Editor’s note: This is the first in a three-part series of stories about Kauaians preparing to mobilize to Iraq, and the families they’ll leave behind. LAWA‘I — They’ll take very different routes to get there, but for the 100-plus Kaua‘i
Editor’s note: This is the first in a three-part series of stories about Kauaians preparing to mobilize to Iraq, and the families they’ll leave behind.
LAWA‘I — They’ll take very different routes to get there, but for the 100-plus Kaua‘i members of Company A, 2nd Battalion, 299th Infantry Regiment of the Hawaii Army National Guard, all roads lead to Iraq.
While some of the members left the island Friday bound for the Big Island’s Pohakuloa Training Area (PTA) and eventually Australia for further training, a group of around 70 other citizen-soldiers leave this morning bound for PTA for two weeks of annual training.

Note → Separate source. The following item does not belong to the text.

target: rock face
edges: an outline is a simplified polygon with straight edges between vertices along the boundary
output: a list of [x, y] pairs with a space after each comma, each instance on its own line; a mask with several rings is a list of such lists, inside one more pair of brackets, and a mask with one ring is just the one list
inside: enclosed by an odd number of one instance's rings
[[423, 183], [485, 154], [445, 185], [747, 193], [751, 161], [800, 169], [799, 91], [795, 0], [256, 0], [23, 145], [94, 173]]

They have been given their marching orders, know they’ll be activated the middle of next month, will leave Hawai‘i in September for their mobilization station, likely at Fort Bliss, Texas, be home for the holidays, then ship out again in early January.
By early February, they will be in Iraq, for at least a year and possibly longer.
Among those in charge of getting the citizen-soldiers ready to temporarily drop the “citizen” part of their designations is Sgt. Phillip Kamakea of Lawa‘i Highlands, the readiness noncommissioned officer for the battalion that includes units assigned to both the Kapa‘a and Hanapepe armories.
Kamakea, like many others who are making preparations to leave behind loved ones, worries about how his wife will cope in his absence. “My wife’s going to have a hard time just with the twins,” he said of wife Patti, who works as a clerk at the child development center at the U.S. Navy’s Pacific Missile Range Facility.
Their twin daughters, Chloe and Crystal, just turned 1. Fortunately, the parents said, older siblings Amanda, 13, and Jordan, 10, help out with their younger sisters.
Normally, after they both work their day jobs, Phillip and Patti Kamakea share the at-home responsibilities. “Yeah, it’s going to be a lot of work,” said Patti Kamakea, adding that Phillip Kamakea usually handles things like paying the bills and maintaining the yard.
Patti Kamakea was “surprised” when she learned of her husband’s pending departure. “I didn’t expect it. I expected Afghanistan, but not Iraq. Afghanistan doesn’t sound as bad,” she said.
When the older children found out about the pending deployment, their reactions were predictable. “I just asked him when, for how long, stuff like that,” said Amanda Kamakea, who is “kind of” worried about her father.
Jordan Kamakea said he is “scared” for his father, and will miss going fishing with him. Coincidentally, during the time when his father is training at PTA on the Big Island, near Hilo, this weekend, Jordan Kamakea is participating in a Mustang baseball tournament in Hilo, so his father might be able to catch some of his son’s games.
Phillip Kamakea, 39, will be 40 next month, when most of the rest of his unit is activated. He is an active Guard reserve officer, meaning the Guard is his full-time job. He has been in the service for 21 years, and is eligible for retirement on the reserve side but still has to complete four more years of service to qualify for active-duty retirement benefits.
Still, he can’t start collecting benefits until he is in his late 50s, and he’ll be 54 before he makes 20 years of active duty and can retire and collect benefits.
As readiness NCO, he takes care of his troops’ pay, military education, administrative requirements and related paperwork, while combat-readiness leadership falls more with the company’s commander and first sergeant.
Kamakea tried to opt out of the Australia training (he did leave yesterday for the Big Island), saying he had too much to do to make sure the unit is ready to move out, but wasn’t able to do so, he said.
He said earlier this week he’s not worried about being ordered into Iraq, because he has too many other things on his mind preparing his unit for departure. “From now until we leave, it will be life as usual.” Next month, when the official orders come down and mobilization is official (expected around Sunday, Aug. 15), “that’s when everyone transitions from citizen to soldier.”
Of the 100-plus members of the unit, only one person, 1st Sgt. Pacifico “Pat” Quel, has seen combat duty before. He served in Vietnam. He is a good man to have in the unit, Kamakea said. “He instills training because of what he saw in Vietnam.”